Aragorn - Known as Strider. He was a Ranger who protected The Shire and other places in the North from Evil. He is a warrior and a tracker. He is also the heir to Isildur who took the ring from Sauron during the Great Battle. Aragorn is destined to become a King. As the story grows his bravery and wisdom grows as his character does.
Legolas - A warrior Elf. Legolas is from Mirkwood. He is a master archer. As the books progress his skill with a bow and prowess as a warrior grows. When he joins the Fellowship he begins with an antipathy towards Gimli who is a Dwarf. Elves and Dwarves are natural enemies.
J. R. R Tolkien biography
J(ohn) R(Donald) R(Reuel) Tolkien (1892 - 1973) Born in South Africa and a professor at Oxford in Britain. A brilliant linguist and fantasy writer. The Hobbit was just one of the stories he created.
Originally written for his children, it came to the attention of a publisher and was an instant hit with young and old. He was soon commissioned to continue the story in the Lord of the Rings Trilogy. Tolkien created an entire world for his stories, Arda, where Middle Earth is located. He also made an entire language for them called "Elvenlatin".
Tolkien was homeschooled until he was 12. That was when his mother died and he was sent to live with a Catholic priest, Fr. Francis Xavier Morgan. He did well in school until he was 16 when he fell in love. Father Francis noticing how love was affecting his school work, forbid Tolkien from contacting her until he turned 21.
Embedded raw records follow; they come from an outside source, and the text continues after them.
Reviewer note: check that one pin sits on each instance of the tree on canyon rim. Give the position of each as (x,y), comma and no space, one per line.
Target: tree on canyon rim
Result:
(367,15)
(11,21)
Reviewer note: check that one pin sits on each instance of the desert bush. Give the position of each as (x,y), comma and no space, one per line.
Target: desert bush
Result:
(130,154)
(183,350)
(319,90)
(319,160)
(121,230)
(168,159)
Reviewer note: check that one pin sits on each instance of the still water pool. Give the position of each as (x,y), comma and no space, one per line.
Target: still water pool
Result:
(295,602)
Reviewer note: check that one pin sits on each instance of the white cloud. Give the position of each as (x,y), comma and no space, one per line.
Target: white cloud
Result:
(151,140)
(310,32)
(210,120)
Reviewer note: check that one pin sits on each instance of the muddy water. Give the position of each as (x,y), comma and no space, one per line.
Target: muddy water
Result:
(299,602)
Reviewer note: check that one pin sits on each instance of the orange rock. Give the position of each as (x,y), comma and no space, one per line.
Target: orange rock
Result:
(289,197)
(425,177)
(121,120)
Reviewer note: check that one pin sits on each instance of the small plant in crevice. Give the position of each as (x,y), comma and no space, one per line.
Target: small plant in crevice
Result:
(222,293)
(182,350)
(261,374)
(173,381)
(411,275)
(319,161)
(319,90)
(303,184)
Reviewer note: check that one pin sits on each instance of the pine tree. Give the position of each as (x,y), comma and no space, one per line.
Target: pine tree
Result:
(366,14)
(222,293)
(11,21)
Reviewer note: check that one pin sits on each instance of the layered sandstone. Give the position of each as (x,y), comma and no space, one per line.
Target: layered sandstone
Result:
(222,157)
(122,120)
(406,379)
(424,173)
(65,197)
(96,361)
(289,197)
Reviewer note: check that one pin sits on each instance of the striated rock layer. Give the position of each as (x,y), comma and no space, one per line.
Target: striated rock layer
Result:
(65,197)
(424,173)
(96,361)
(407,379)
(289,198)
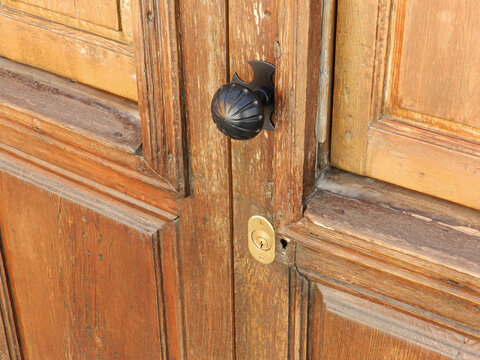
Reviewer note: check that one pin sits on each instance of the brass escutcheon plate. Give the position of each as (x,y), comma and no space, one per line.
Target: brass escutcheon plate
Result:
(261,239)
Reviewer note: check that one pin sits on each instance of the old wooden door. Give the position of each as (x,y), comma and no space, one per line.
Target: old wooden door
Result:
(123,210)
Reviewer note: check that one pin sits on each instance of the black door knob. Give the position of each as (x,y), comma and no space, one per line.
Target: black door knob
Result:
(241,110)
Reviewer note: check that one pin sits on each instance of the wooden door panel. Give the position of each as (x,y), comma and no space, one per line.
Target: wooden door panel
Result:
(87,41)
(103,12)
(349,327)
(84,276)
(437,66)
(405,97)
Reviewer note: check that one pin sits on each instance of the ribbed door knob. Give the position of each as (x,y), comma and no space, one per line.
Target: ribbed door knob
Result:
(241,110)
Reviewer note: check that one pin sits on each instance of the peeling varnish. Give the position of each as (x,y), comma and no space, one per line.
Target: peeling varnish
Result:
(463,229)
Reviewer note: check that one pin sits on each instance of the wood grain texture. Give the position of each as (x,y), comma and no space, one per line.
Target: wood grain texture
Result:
(74,54)
(69,139)
(325,93)
(160,84)
(298,58)
(299,317)
(205,244)
(354,66)
(104,13)
(93,260)
(401,154)
(376,332)
(438,59)
(400,97)
(390,243)
(253,30)
(9,345)
(76,107)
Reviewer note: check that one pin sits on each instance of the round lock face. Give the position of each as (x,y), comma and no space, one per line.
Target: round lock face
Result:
(261,240)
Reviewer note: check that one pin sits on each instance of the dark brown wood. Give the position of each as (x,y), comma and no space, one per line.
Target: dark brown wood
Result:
(354,328)
(85,270)
(390,243)
(205,245)
(160,87)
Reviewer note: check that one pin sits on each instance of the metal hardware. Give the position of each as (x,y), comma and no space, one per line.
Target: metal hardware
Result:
(261,239)
(241,110)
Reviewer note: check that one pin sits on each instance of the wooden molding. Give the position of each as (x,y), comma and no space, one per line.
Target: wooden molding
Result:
(69,140)
(400,248)
(160,89)
(8,317)
(298,65)
(69,52)
(393,323)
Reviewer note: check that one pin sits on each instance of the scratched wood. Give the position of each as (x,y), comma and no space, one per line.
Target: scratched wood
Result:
(159,69)
(253,35)
(269,172)
(404,94)
(84,56)
(9,346)
(83,275)
(205,244)
(376,332)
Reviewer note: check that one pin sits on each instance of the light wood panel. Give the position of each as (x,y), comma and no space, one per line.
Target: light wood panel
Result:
(71,39)
(253,33)
(438,70)
(274,172)
(404,98)
(84,274)
(205,245)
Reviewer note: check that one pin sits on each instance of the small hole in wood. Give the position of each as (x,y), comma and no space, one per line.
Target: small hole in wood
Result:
(284,244)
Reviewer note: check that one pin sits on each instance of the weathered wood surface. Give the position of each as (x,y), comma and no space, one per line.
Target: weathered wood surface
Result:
(205,246)
(253,35)
(354,328)
(9,345)
(160,85)
(84,56)
(85,270)
(403,95)
(386,242)
(78,108)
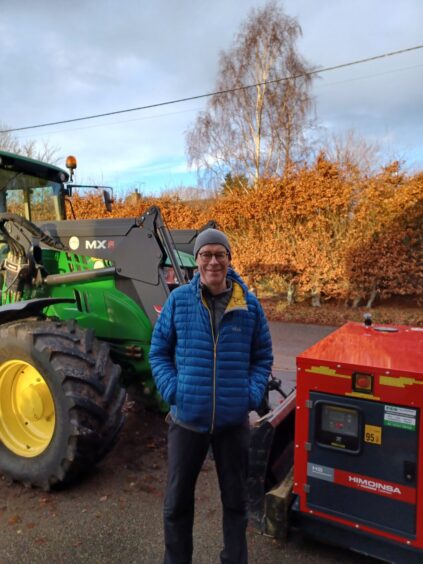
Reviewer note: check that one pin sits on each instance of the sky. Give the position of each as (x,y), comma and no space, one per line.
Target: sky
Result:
(63,59)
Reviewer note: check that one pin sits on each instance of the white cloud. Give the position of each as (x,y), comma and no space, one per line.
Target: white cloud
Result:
(94,57)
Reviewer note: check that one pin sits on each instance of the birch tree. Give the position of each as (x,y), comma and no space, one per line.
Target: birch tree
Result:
(256,129)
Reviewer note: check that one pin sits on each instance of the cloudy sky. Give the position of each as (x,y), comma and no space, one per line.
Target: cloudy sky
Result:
(63,59)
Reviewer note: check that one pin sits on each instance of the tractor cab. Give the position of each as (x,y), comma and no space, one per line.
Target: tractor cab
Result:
(31,188)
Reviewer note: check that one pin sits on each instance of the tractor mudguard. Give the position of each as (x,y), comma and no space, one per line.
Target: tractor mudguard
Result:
(28,308)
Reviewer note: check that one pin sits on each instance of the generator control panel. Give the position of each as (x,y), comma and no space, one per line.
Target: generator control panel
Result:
(338,427)
(358,465)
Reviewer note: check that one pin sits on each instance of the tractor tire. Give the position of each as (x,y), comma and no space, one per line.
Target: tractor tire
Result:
(60,401)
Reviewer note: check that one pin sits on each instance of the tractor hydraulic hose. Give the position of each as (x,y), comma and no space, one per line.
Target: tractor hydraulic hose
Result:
(56,279)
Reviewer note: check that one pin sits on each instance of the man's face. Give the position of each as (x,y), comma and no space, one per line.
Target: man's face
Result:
(213,262)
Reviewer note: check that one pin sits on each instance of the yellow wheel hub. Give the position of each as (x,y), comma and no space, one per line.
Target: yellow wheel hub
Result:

On the evening of his 21st birthday, Tolkien contacted Edith Mary Bratt. She was 3 years older than him, and not surprisingly, engaged to another man. As soon as she realized Tolkien still loved her, she broke off the engagement and agreed to marry him.
They were married 3 years later in 1916 and lived happily together until her death in 1971. He followed her in death 22 months later. They were devoted to each other and their children and grandchildren.
Buried in the same grave at Wolvercote Cemetery, Oxford, he had the name 'Luthien' under her name and 'Beren' under his name, after two romantic characters in his story, Of Beren and Luthien from the collection of short stories in his book, The Silmarillion.